I have invested small amounts at various times in a mutual fund . Over a period of seven years and eight months, i have invested 386000 and the current value of my investment is 500000. What is the rate of my return? What is the formula to calculate the same.

You didn’t write whether the money is compounded, and if so, how frequently it’s compounded.

If it’s compounded 1 time per year, then the interest rate is 3.435%

If it’s compounded 4 times per year, then the interest rate is 3.395%

If it’s compounded 12 times per year, then the interest rate is 3.385%

If it’s compounded 365 times per year, then the interest rate is 3.375%

The formula is A = P * (1 + (r/n))^nt

A = amount of money accumulated after n years, including interest

P = principal amount (the initial amount you borrow or deposit)

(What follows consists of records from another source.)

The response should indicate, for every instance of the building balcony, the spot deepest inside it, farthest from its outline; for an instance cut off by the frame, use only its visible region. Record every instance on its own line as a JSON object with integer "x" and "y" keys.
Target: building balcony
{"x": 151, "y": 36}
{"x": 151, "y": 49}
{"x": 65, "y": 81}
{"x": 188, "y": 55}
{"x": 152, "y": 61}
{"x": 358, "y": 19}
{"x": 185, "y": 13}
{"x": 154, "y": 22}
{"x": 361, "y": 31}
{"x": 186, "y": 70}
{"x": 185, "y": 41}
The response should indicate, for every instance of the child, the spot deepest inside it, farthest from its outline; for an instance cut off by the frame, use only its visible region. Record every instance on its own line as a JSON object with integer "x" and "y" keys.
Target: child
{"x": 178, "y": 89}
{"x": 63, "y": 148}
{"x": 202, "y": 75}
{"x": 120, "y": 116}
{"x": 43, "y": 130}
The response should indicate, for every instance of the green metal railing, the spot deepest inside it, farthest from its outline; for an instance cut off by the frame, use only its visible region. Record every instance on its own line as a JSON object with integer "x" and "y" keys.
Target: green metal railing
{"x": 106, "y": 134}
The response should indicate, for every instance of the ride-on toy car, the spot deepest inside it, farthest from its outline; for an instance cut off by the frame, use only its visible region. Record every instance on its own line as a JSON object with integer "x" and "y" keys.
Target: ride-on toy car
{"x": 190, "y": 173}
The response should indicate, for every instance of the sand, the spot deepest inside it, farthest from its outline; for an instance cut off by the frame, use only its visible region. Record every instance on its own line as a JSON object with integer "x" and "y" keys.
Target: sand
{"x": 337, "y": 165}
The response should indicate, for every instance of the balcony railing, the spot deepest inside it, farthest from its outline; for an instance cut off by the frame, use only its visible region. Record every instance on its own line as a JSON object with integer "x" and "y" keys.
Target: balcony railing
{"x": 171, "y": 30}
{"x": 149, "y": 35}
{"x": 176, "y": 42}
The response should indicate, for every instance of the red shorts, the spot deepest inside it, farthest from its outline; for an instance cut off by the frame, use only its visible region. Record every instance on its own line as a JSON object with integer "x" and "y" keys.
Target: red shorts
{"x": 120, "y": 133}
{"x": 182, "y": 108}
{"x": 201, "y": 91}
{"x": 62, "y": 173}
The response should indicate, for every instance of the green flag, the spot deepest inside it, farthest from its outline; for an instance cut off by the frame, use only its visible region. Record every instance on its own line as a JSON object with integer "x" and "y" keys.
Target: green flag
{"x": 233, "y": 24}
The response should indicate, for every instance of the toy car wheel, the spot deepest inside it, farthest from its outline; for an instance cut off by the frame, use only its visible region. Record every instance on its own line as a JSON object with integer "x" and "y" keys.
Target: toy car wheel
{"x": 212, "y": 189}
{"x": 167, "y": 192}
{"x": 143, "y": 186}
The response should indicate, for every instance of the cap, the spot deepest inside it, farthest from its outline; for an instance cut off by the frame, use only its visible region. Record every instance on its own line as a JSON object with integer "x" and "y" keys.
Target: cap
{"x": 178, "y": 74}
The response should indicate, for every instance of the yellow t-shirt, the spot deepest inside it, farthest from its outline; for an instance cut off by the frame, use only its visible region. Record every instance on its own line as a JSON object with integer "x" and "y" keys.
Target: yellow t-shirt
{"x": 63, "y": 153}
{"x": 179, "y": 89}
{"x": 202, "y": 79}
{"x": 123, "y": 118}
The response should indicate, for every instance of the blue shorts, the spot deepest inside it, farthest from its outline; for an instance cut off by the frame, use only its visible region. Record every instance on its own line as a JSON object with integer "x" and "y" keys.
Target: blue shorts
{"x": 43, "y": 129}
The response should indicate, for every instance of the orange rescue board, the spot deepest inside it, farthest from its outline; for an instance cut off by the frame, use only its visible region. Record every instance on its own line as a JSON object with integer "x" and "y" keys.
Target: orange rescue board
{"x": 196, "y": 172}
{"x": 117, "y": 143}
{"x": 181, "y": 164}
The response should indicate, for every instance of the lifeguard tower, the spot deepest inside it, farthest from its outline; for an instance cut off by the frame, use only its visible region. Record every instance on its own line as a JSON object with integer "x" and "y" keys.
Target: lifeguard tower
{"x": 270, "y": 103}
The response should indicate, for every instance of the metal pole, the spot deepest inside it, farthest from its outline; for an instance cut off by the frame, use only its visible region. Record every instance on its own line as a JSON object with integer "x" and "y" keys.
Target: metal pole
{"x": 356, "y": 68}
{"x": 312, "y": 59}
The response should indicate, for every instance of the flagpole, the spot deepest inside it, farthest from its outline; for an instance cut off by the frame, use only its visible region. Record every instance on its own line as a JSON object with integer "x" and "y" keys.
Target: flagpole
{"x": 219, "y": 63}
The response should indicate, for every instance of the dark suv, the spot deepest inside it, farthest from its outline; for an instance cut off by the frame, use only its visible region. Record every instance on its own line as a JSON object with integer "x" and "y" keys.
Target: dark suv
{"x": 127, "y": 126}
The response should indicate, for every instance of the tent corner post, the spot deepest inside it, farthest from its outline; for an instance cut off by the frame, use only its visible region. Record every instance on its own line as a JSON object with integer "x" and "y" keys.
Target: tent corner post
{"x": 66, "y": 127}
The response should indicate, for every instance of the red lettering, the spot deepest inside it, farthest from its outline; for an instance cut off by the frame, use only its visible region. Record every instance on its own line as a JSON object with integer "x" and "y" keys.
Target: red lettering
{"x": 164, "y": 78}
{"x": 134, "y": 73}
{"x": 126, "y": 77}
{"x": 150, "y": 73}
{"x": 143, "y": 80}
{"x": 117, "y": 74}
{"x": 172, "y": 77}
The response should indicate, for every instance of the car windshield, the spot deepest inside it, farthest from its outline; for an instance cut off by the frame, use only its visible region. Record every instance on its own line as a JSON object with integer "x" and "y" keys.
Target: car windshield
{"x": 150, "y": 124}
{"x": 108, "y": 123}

r = annual rate of interest (as a decimal)

n = number of times the interest is compounded per year

t = number of years the amount is deposited or borrowed for.

This requires a little algebra. Solve for r.

Rate of return is 3.5%. This is the only return you will get from Mutual funds.

It is better to invest in Bank FD which have given you 9% rate of return.

Since you invested over time you cannot calculate the time weighted rate of return with the information you have provided.

IF you had invested all of the money at the beginning, your return would be:

(500,000 – 386,000)/386,000 = 0.2953, or 29.53% over the course of 7 yrs & 8months, or 7.667 years

the annual equivalent compound rate would be: 1.2953^(1/7.667) – 1 = 0.0343, or about 3.43%

See the link for calculating the time weighted return. You’ll need the dates of your contributions and the balance of the account on those dates.